碰的一聲書房門從外面關上,祁域然也收起的笑,面無表情的繼續看著手里文件。
“我的乖乖,這女人簡直了,那眼神恨不得把你當場辦了!”
“我這么一個大活人坐這兒她居然一點都沒發現,域然我敢跟你打賭,她現在一定把晚上姿勢都想好了,就等晚上你這條魚兒入網。”
“過了。”
“我可不覺得過,你也不看看剛才博寧那眼神,就跟餓了許久的狼見到一塊上好的肉,口水都要流出來了。”
沈凡一點都不夸張,他一直在沙發上坐著,博寧從頭到尾就沒有看見過他。
那雙眼睛緊貼在祁域然身上,就差沒有直接上手了。
跟博寧相處也有半年,平時她都是只剩下半口氣躺在床上。
沒想到這剛好一點就爆發了狼的屬性,她如果不是祁域然的女人,他到很愿意跟她玩玩。
只是這種女人也只配玩玩。
“她是憋了許久。”
“她是憋了許久。”
祁域然目光沒有從文件上移開,淡淡的說了一句沈凡不懂的話。
“嗯?”
“三年前,玩的很瘋。
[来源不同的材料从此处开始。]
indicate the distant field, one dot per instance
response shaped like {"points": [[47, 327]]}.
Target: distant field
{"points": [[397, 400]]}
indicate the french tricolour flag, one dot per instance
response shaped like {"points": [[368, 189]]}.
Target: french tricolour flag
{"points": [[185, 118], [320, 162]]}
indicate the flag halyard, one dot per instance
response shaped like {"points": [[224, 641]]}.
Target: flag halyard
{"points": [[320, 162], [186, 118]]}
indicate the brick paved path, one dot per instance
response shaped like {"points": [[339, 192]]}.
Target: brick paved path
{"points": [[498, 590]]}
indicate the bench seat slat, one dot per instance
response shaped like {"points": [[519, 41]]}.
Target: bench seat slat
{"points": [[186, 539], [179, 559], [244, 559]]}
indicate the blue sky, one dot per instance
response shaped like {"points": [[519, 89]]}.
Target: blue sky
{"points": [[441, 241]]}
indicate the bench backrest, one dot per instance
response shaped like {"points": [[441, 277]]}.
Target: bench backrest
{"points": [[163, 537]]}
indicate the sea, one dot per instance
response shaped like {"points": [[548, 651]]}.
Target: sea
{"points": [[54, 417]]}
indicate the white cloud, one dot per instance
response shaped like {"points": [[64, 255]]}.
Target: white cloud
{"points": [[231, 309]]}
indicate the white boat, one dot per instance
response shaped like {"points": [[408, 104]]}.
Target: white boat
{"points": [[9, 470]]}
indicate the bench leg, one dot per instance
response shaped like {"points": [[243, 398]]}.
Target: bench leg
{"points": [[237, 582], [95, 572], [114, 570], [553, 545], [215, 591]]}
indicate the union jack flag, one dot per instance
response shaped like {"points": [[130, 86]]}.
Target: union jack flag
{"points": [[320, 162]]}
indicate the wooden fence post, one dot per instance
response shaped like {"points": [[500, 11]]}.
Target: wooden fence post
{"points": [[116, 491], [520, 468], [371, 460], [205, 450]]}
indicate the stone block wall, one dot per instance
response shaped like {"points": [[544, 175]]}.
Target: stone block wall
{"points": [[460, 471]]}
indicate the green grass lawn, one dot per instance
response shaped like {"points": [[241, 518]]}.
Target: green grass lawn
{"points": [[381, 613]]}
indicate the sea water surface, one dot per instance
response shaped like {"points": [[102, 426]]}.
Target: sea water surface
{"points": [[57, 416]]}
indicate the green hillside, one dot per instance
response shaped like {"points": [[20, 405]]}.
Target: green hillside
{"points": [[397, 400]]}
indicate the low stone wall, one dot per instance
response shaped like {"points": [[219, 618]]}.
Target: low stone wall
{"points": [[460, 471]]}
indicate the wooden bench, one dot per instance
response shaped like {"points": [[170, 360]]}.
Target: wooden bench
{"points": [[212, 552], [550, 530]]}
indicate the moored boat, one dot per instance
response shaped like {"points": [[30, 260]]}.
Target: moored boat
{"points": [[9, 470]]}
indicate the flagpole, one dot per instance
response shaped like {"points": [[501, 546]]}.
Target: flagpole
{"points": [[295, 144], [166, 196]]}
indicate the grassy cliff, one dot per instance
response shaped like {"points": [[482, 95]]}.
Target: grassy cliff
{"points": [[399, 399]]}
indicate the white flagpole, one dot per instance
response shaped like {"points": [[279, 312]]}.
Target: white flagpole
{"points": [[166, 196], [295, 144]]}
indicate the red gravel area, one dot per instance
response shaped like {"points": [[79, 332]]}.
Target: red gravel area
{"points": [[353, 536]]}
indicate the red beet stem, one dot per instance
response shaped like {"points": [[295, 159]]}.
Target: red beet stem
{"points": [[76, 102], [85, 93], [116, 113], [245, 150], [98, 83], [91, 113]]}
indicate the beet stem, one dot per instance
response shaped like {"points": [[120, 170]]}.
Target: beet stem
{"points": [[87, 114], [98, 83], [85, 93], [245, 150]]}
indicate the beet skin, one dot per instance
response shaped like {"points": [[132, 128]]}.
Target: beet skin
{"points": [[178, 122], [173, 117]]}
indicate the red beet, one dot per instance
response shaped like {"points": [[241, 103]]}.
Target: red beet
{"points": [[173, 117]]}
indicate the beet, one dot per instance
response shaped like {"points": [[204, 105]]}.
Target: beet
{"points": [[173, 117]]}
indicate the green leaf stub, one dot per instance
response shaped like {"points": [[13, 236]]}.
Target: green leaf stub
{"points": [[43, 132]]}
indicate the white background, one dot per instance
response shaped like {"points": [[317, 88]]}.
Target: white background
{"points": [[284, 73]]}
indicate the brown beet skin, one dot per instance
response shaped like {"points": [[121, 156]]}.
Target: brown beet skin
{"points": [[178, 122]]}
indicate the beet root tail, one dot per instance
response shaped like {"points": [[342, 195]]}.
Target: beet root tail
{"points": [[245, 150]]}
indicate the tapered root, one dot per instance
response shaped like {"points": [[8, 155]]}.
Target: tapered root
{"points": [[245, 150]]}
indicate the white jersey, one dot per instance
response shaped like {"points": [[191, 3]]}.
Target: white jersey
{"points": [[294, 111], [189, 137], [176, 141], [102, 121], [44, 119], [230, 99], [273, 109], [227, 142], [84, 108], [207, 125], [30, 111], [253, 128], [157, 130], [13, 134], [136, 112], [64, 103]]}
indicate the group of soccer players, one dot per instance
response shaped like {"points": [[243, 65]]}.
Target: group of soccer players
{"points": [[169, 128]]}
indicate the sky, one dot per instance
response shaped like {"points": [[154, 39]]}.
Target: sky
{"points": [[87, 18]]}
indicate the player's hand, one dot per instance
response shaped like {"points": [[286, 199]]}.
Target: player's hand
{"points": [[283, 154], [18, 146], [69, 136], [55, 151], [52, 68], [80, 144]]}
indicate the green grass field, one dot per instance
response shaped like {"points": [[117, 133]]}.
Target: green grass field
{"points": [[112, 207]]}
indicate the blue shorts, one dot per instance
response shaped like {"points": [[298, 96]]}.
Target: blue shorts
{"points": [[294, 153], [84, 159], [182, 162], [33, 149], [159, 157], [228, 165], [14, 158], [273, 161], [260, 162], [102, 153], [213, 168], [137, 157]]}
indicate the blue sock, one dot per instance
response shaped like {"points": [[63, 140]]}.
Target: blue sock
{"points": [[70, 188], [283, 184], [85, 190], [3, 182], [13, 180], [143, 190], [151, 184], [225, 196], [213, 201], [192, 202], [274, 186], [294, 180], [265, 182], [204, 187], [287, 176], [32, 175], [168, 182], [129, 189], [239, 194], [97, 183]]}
”
簡約的一句話,沈凡徹底明白。
祁域然也沒再說什么,表情更是平靜的毫無波瀾。
放下文件,打開的電腦,單手托著下巴的看著屏幕。
博寧之前怎樣他早就調查清楚,幫博寧不代表喜歡。
他所做的只是兌現當初承諾,至于其他,他不會管,更不要說她的個人生活了。
她再亂,也是她的事情,跟他無關。
“我沒想到你居然都知道!”
第28章頭上頂著草原
沈凡恍然大悟,算是明白了為什么這么多年祁域然都不愿娶博寧,放誰都不會愿意娶一個不安分的女人。
娶了這么一個女人放在家里,早晚頭上綠成一片。
但他沒想到祁域然也是俗人,也會在意。
“行了不說她了,你剛才說你會送地契,難不成你真的要將城西那塊地給博容,要知道那塊地市場價值十幾個億,你就這么拱手送人了?”
十幾個億!
一般人想都不敢想,如果祁域然喜歡博寧,為了討好未來老丈人送一塊地他也不覺得有什么。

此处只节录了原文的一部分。